How to set QNNPack parallelism?

For our usecase we need to do the job on one thread (preferable the main one). For all other workflows we just call torch.set_num_threads(1) and this gets the job done :slightly_smiling_face:.
But QNNPack (more specifically the quantized Convolution) doesn’t respect this setting, since it uses caffe2::pthreadpool_().
In our tests we get good results by making that function return null.

Is there a way to set the num_threads of that pool without recompiling pytorch?
If not, what’s the minimal acceptable refactoring to make that configurable or respect the torch.set_num_threads?

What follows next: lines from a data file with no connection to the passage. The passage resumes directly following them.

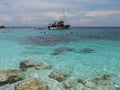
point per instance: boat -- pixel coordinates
(57, 25)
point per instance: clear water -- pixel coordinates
(17, 45)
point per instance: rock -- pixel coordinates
(87, 50)
(31, 84)
(67, 84)
(2, 26)
(10, 76)
(105, 77)
(58, 75)
(108, 88)
(60, 50)
(29, 65)
(81, 81)
(90, 84)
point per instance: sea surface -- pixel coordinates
(84, 52)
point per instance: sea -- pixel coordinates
(83, 51)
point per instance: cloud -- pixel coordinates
(101, 13)
(41, 12)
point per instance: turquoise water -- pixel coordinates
(103, 58)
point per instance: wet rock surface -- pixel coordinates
(10, 76)
(58, 75)
(29, 65)
(31, 84)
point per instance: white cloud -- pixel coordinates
(101, 13)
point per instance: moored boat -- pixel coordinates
(56, 25)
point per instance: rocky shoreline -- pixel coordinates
(21, 80)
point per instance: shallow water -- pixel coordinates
(85, 52)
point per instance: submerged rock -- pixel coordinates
(87, 50)
(31, 84)
(90, 84)
(61, 50)
(10, 76)
(67, 84)
(102, 82)
(108, 88)
(58, 75)
(29, 65)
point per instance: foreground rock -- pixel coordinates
(58, 75)
(10, 76)
(99, 83)
(31, 84)
(29, 65)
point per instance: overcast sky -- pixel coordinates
(77, 12)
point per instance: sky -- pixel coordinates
(77, 12)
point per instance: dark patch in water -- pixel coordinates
(61, 50)
(87, 50)
(51, 40)
(33, 53)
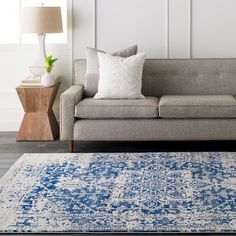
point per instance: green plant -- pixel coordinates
(49, 61)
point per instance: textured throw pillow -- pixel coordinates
(92, 73)
(120, 78)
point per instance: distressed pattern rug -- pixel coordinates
(121, 192)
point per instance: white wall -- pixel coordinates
(14, 63)
(162, 28)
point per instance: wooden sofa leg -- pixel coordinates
(71, 146)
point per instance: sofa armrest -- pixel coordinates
(68, 100)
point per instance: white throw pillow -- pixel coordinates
(120, 77)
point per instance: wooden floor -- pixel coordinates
(10, 150)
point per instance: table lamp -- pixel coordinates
(41, 20)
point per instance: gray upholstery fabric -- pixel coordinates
(90, 108)
(202, 106)
(155, 129)
(163, 77)
(92, 73)
(68, 100)
(183, 77)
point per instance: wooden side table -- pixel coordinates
(39, 122)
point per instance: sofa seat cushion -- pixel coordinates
(90, 108)
(202, 106)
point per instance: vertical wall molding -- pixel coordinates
(167, 30)
(190, 29)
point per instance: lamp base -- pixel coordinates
(36, 71)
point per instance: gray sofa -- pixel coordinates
(185, 100)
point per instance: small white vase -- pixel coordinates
(47, 80)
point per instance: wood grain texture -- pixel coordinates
(39, 122)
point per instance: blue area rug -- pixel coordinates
(122, 192)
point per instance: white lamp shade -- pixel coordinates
(41, 20)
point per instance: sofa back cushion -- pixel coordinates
(181, 76)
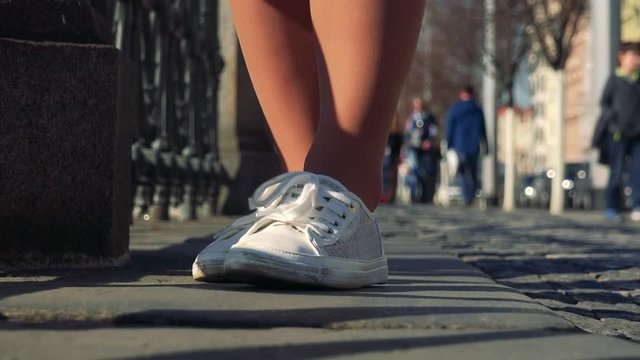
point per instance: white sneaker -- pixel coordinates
(326, 237)
(208, 265)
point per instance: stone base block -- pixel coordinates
(66, 113)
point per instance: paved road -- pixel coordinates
(584, 269)
(434, 305)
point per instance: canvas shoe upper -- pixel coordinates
(326, 237)
(208, 265)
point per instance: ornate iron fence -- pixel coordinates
(175, 51)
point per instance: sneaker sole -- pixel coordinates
(259, 268)
(209, 271)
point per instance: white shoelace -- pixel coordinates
(300, 201)
(266, 196)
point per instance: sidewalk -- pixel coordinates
(434, 306)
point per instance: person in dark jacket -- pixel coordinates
(621, 113)
(467, 136)
(422, 152)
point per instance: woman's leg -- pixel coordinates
(278, 45)
(366, 47)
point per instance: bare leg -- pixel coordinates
(366, 49)
(278, 45)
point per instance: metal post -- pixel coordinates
(489, 163)
(509, 202)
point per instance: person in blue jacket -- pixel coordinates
(466, 135)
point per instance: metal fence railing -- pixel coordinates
(174, 47)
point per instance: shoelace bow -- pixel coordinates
(300, 201)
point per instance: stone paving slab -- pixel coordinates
(578, 265)
(305, 343)
(433, 305)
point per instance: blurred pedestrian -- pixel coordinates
(466, 135)
(391, 161)
(618, 130)
(422, 152)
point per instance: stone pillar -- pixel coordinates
(65, 139)
(246, 147)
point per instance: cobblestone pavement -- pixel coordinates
(585, 269)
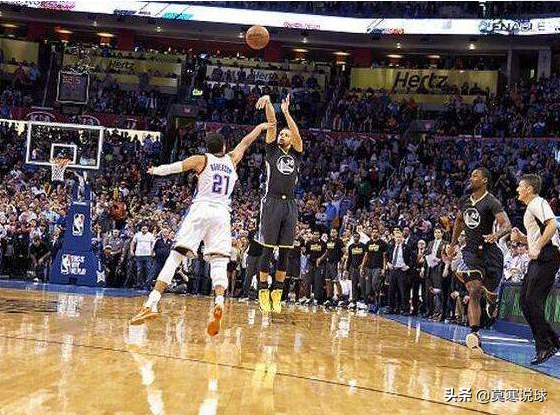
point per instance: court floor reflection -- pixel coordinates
(84, 358)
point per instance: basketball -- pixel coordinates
(257, 37)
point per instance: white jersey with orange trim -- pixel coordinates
(208, 219)
(216, 181)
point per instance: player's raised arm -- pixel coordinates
(264, 102)
(504, 228)
(196, 163)
(237, 153)
(297, 143)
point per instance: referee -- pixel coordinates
(544, 244)
(278, 213)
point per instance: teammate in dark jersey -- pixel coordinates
(254, 252)
(316, 250)
(335, 248)
(293, 280)
(278, 215)
(482, 256)
(373, 266)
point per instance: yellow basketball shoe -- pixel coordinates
(264, 300)
(276, 296)
(144, 315)
(215, 322)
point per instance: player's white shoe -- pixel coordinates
(215, 322)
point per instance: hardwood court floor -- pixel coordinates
(75, 354)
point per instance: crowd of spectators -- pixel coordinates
(349, 182)
(372, 111)
(524, 109)
(107, 96)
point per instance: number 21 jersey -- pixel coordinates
(216, 181)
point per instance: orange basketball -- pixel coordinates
(257, 37)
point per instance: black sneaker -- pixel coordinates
(544, 355)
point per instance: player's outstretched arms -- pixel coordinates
(264, 102)
(237, 153)
(196, 163)
(457, 229)
(297, 142)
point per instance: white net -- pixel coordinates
(58, 170)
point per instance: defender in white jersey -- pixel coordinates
(208, 220)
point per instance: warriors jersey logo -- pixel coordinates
(286, 165)
(471, 217)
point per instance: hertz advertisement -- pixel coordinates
(421, 81)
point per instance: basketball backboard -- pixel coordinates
(82, 144)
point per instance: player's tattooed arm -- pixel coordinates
(195, 163)
(297, 143)
(264, 102)
(237, 153)
(503, 230)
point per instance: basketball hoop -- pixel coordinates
(58, 168)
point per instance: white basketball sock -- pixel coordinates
(153, 300)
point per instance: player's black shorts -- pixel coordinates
(294, 267)
(278, 220)
(489, 261)
(331, 271)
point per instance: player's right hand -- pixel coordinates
(265, 126)
(262, 101)
(450, 251)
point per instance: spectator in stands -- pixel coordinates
(142, 249)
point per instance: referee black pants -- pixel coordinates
(535, 290)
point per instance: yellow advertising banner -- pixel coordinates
(131, 65)
(435, 99)
(430, 81)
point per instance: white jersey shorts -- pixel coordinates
(209, 223)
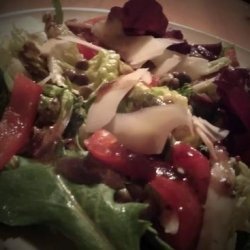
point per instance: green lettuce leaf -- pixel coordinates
(88, 215)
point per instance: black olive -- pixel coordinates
(182, 77)
(81, 79)
(82, 65)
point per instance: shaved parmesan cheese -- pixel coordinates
(75, 39)
(146, 131)
(104, 108)
(166, 62)
(135, 50)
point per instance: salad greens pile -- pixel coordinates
(120, 134)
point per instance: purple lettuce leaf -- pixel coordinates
(175, 34)
(140, 17)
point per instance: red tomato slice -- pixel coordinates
(87, 52)
(195, 165)
(95, 20)
(179, 197)
(16, 124)
(105, 148)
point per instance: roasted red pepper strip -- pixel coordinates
(18, 118)
(181, 199)
(105, 147)
(195, 165)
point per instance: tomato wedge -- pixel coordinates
(18, 118)
(181, 199)
(104, 147)
(195, 165)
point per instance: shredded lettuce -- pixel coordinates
(103, 68)
(88, 215)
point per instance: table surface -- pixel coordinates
(228, 19)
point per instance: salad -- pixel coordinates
(118, 133)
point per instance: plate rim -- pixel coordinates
(105, 11)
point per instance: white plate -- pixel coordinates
(31, 21)
(26, 20)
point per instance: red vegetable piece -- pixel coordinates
(105, 148)
(180, 198)
(18, 118)
(87, 52)
(95, 20)
(195, 165)
(140, 17)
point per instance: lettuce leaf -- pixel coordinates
(88, 215)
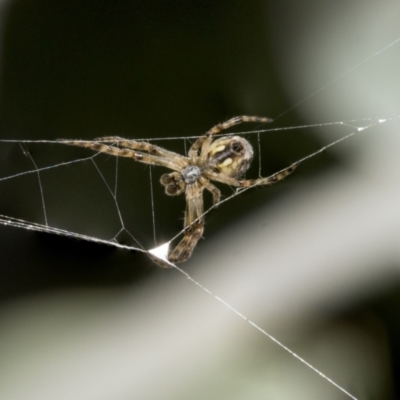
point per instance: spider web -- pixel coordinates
(109, 179)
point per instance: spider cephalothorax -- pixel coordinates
(223, 160)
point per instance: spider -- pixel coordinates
(223, 160)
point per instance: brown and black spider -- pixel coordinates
(223, 160)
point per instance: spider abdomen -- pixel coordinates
(191, 173)
(230, 156)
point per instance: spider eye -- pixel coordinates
(237, 147)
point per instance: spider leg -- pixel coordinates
(204, 141)
(141, 146)
(270, 180)
(127, 152)
(216, 193)
(194, 224)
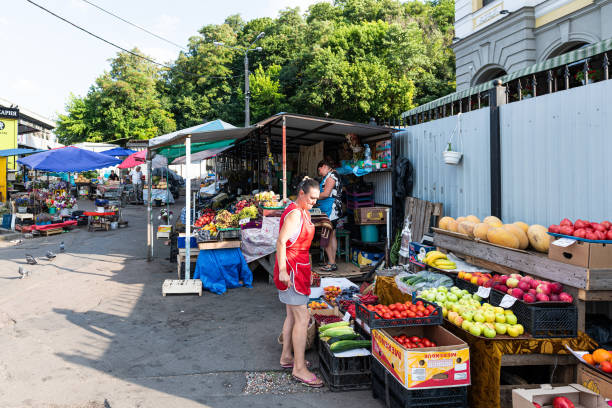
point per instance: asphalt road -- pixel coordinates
(90, 329)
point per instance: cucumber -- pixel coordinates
(330, 325)
(344, 345)
(336, 331)
(352, 336)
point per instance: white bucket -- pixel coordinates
(451, 157)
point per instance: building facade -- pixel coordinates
(497, 37)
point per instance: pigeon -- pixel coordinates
(24, 274)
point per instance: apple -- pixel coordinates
(489, 332)
(513, 331)
(512, 282)
(555, 287)
(529, 298)
(543, 288)
(500, 328)
(517, 293)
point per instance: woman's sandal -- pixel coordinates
(314, 382)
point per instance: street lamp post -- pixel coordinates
(247, 91)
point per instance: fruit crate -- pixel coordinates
(394, 395)
(372, 320)
(344, 373)
(543, 320)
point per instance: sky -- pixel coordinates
(46, 59)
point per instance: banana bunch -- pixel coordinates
(439, 260)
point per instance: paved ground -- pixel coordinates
(90, 329)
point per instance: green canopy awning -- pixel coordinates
(174, 151)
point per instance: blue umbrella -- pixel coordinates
(68, 159)
(118, 151)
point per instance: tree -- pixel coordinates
(123, 103)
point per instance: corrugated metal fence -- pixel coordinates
(463, 189)
(554, 156)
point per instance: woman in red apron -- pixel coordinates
(292, 278)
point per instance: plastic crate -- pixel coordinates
(367, 317)
(344, 373)
(543, 320)
(394, 395)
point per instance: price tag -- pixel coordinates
(507, 301)
(564, 242)
(483, 292)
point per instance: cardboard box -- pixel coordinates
(580, 396)
(447, 365)
(595, 381)
(586, 254)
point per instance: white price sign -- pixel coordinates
(507, 301)
(483, 292)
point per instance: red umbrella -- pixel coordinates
(134, 160)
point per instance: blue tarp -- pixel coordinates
(222, 269)
(118, 151)
(68, 158)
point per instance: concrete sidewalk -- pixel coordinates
(91, 329)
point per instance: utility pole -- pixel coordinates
(247, 91)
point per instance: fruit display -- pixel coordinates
(464, 310)
(439, 260)
(594, 231)
(414, 341)
(601, 359)
(517, 235)
(525, 288)
(317, 305)
(402, 310)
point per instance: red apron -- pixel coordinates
(298, 259)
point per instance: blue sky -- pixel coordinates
(45, 59)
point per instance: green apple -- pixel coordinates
(479, 317)
(476, 330)
(513, 331)
(511, 319)
(489, 332)
(452, 297)
(501, 328)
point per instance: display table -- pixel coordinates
(156, 194)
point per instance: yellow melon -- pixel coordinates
(500, 236)
(522, 226)
(480, 231)
(539, 238)
(518, 232)
(493, 221)
(443, 224)
(473, 218)
(467, 228)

This is related to mobile, can you add a ‘mobile’ tag?

Our use-case is not for mobile. We plan to use QNNPACK if the machine we’re running on doesn’t support AVX2.

Should I add the mobile tag despite that?

I’m not sure how to add the mobile tag?

Changed the category for you. :wink:

1 Like

@ptrblck thanks (:
@jerryzh168 any updates on this?

@dbalchev, you can try caffe2::pthreadpool()->set_thread_count(1).

@kimishpatel We’re using the python wheel for inference. I’ve tried recompiling pytorch, so that torch.set_num_threads calls pthreadpool()->set_thread_count as well (PR with the rebased commit). It works, but we have to ship a custom pytorch wheel. I didn’t find a way to do that through the python API or even with a C++ extension.